The most severe finding C1 posed a risk of loss of all funds transferred cross-chain to the LeechRouter due to the non-atomicity of cross-chain transactions executed by the protocol. This critical vulnerability was discovered in already-deployed Leech protocol contracts on several chains, including Optimism and Binance Smart Chain.
Ackee Blockchain Security initiated an immediate responsible disclosure to Leech as soon as the findings were discovered. Thanks to prompt engagement, all assets were protected by pausing cross-chain transactions.
Critical severity
C1: Lack of atomicity in cross-chain transactions
High severity
H1: Donation attack
Medium severity
M1: data.swapperAddress is not checked in the withdraw function
M2: Initialization function vulnerable to frontrunning
M3: The strategy.poolShare attribute is not checked properly
Low severity
L1: No error reported if no bridge configured
L2: Pool configuration data can be overwritten
L3: Oracle price feed data validation missing
L4: External interaction with Chainlink is not handled appropriately
L5: Two-step ownership is not used
Warning severity
W1: Using transfer instead of call
W2: Direct token balance checks using balanceof(address(this)) present a security risk
W3: Getter of pools does not return all members of a complex structure
W4: Unnecessary token swaps in withdrawal process
W5: Epoch time range overlap in reward distribution
W6: Account abstraction users cannot receive unused funds back
W7: Missing storage gaps
Informational severity
I1: console.log statements present in production code
I2: Unused custom error declarations
I3: Unused event declarations
I4: Autocompound function lacks access control
I5: Unused contract functions
I6: Unused imports
I7: Unused modifiers
I8: Unused using for
I9: Inconsistent msg.sender role validation in pause functions
I10: The initializePosition function in Velodrome V3 strategies should be external
I11: Unused function parameters
I12: Inconsistent parameter naming in setRoutes functions across Velodrome strategies
I13: Unused multichain integration code present in codebase
I14: Unused interface and library
I15: Incorrect event name in NatSpec documentation
TRUST MODEL
Users had to trust:
- The protocol finalizer, an off-chain component responsible for finalizing cross-chain transactions and having withdrawal privileges for all protocol funds.
CONCLUSION
The most severe finding C1 posed a risk of loss of all funds transferred cross-chain to the LeechRouter due to the non-atomicity of cross-chain transactions executed by the protocol.
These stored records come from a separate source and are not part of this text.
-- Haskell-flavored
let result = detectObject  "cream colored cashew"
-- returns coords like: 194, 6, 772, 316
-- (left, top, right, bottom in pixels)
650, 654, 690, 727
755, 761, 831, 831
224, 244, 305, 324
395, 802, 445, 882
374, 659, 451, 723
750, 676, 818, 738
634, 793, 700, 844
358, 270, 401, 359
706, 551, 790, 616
This critical vulnerability was discovered in already-deployed Leech protocol contracts on several chains, including Optimism and Binance Smart Chain.
Ackee Blockchain Security initiated an immediate responsible disclosure to Leech as soon as the findings were discovered. Thanks to prompt engagement, all assets were protected by pausing cross-chain transactions. The C1 vulnerablility was fixed and the finalizer removed.
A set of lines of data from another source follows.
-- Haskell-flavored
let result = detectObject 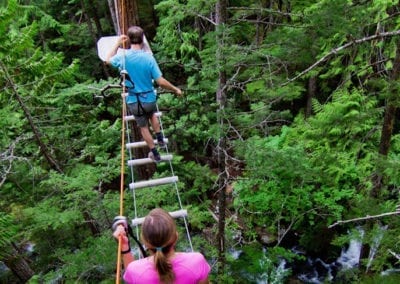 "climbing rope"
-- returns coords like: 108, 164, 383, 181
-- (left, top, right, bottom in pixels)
114, 0, 193, 284
114, 0, 126, 284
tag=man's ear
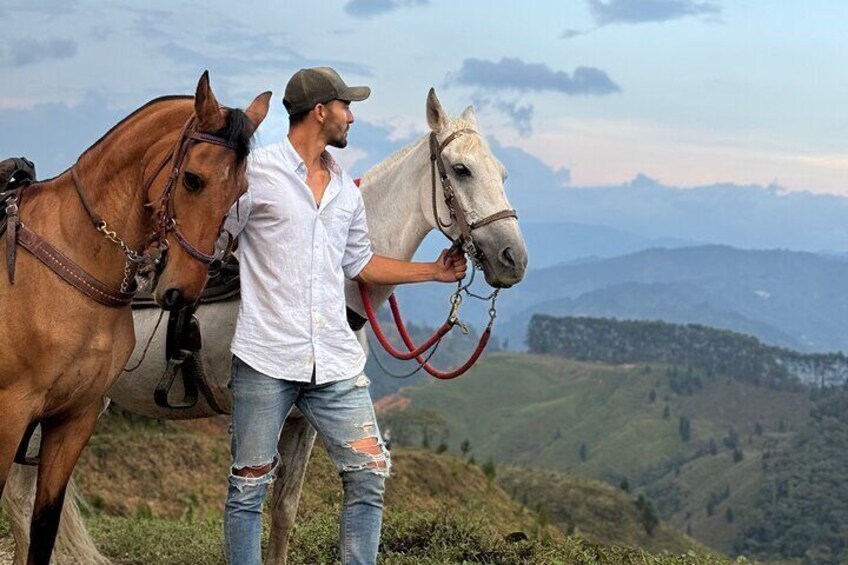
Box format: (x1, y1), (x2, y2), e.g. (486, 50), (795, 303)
(313, 104), (327, 124)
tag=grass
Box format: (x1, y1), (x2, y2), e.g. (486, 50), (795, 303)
(382, 353), (810, 551)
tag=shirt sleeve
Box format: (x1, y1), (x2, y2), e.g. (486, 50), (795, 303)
(342, 184), (374, 279)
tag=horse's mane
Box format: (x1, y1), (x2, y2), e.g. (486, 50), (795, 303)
(362, 138), (426, 181)
(82, 94), (255, 161)
(362, 118), (482, 182)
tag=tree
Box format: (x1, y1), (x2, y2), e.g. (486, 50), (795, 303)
(636, 494), (660, 535)
(482, 457), (497, 485)
(710, 437), (718, 455)
(677, 416), (692, 441)
(459, 439), (471, 457)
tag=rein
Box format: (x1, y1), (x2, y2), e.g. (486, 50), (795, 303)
(430, 128), (518, 265)
(359, 283), (498, 380)
(6, 116), (236, 308)
(355, 128), (510, 380)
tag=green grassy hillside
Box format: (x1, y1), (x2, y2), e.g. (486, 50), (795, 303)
(383, 354), (811, 551)
(0, 414), (744, 565)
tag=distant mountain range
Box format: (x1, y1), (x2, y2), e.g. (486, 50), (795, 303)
(392, 245), (848, 352)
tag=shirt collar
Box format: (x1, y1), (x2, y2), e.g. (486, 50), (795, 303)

We would also like to thank Optimism’s Subsidized Audit Grants V2 program for funding Leech’s audit. Without the support from Optimism, these vulnerabilities could have gone unnoticed.
Ackee Blockchain Security recommends Leech to:
- Reconsider the design of cross-chain transactions in the protocol;
- Ensure all Chainlink feed registry contracts maintained by Leech provide up-to-date price feeds and comply with expected behavior; and
- Address all other reported issues.
Ackee Blockchain Security’s full Leech audit report can be found here.
We were delighted to audit Leech and look forward to working with them again.